Conversely, extensive evidence for epigenetic remodeling is available in allopolyploids. Structural genomic changes, such as DNA methylation, and expression changes are reported to accompany the transition to alloploidy in several plant systems, including Arabidopsis and wheat (Shaked et al., 2001). The most detailed information is available for the model system Arabidopsis. For instance, in a cross of A. thaliana and A. arenosa, epigenetically regulated genes were identified by comparing transcripts from the autotetraploid parents to transcripts from the neoallopolyploid progeny. A. thaliana genes affected by epigenetic regulation were defined as those that responded to the transition from autopolyploidy to allopolyploidy. Altogether, between 2% and 2.5% of A. thaliana genes were estimated to have undergone regulatory changes during the transition to allopolyploidy. A more detailed microarray study that examined the regulation of 26,000 genes in Arabidopsis neoallopolyploids detected a transcriptome divergence between the progenitors of more than 15%, due to genes that were highly expressed in A. thaliana and not in A. arenosa or vice versa. Significantly, expression of approximately 5% of the genes diverged from the mid-parent value in two independently derived allotetraploids, consistent with nonadditive gene regulation after hybridization (Wang et al., 2006). Taken together, these results suggest that the instability syndrome of neoallopolyploids may be attributed primarily to regulatory divergence between the parental species, leading to genomic incompatibilities in the allopolyploid offspring.
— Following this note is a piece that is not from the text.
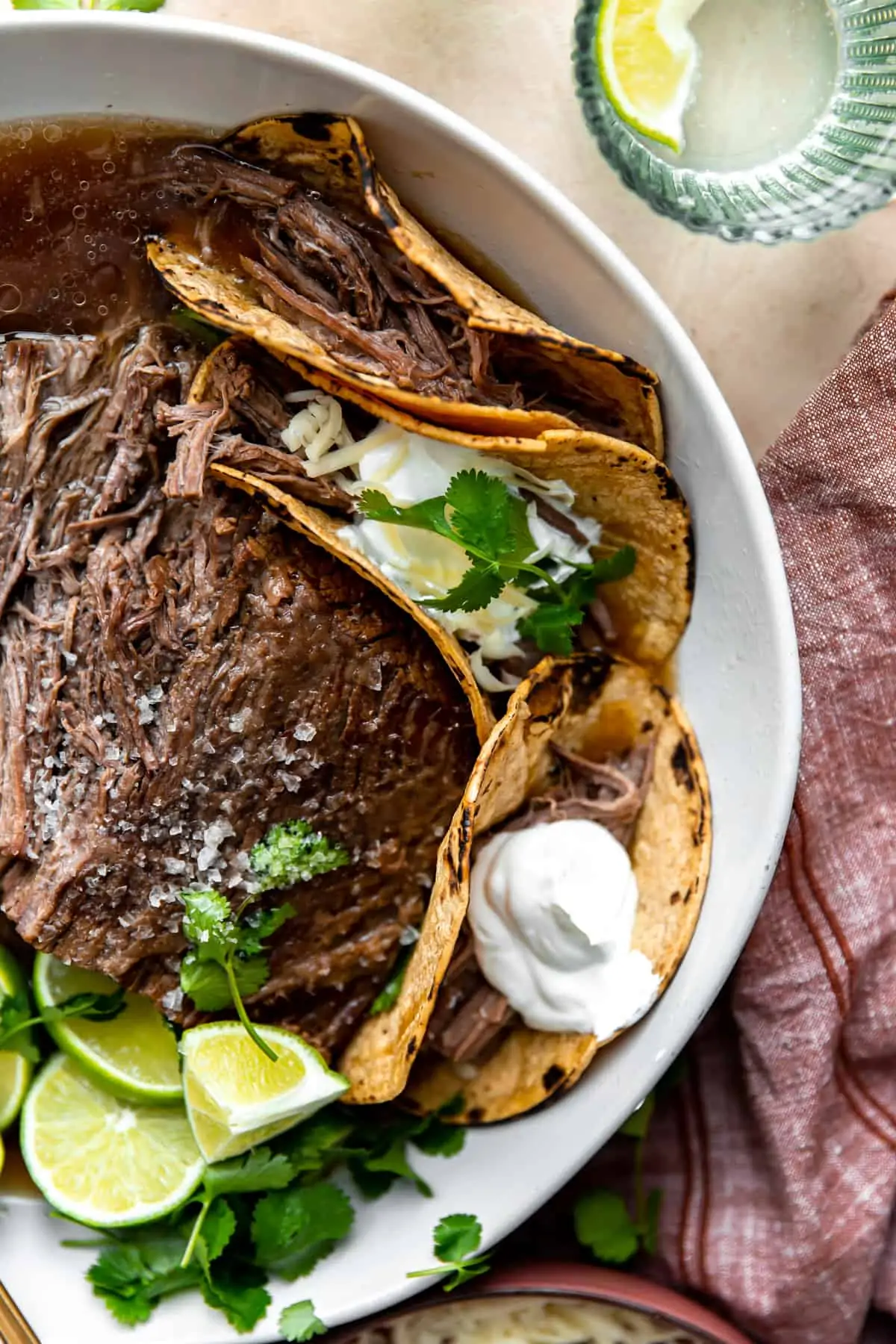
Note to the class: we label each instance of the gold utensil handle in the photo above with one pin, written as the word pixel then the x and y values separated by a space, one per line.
pixel 13 1327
Aneuploidy might also be a factor in epigenetic remodeling in neoallopolyploids, either by altering the dosage of factors that are encoded by chromosomes that have greater or fewer than the expected number of copies leading to changes in imprinted loci, or by exposing unpaired chromatin regions to epigenetic remodeling mechanisms. In the latter case, this susceptibility of meiotically unpaired DNA to silencing was first reported for the fungus Neurospora crassa, but it appears to be a general phenomenon. Therefore, some of the epigenetic instability that is observed in allopolyploids might result from aneuploidy.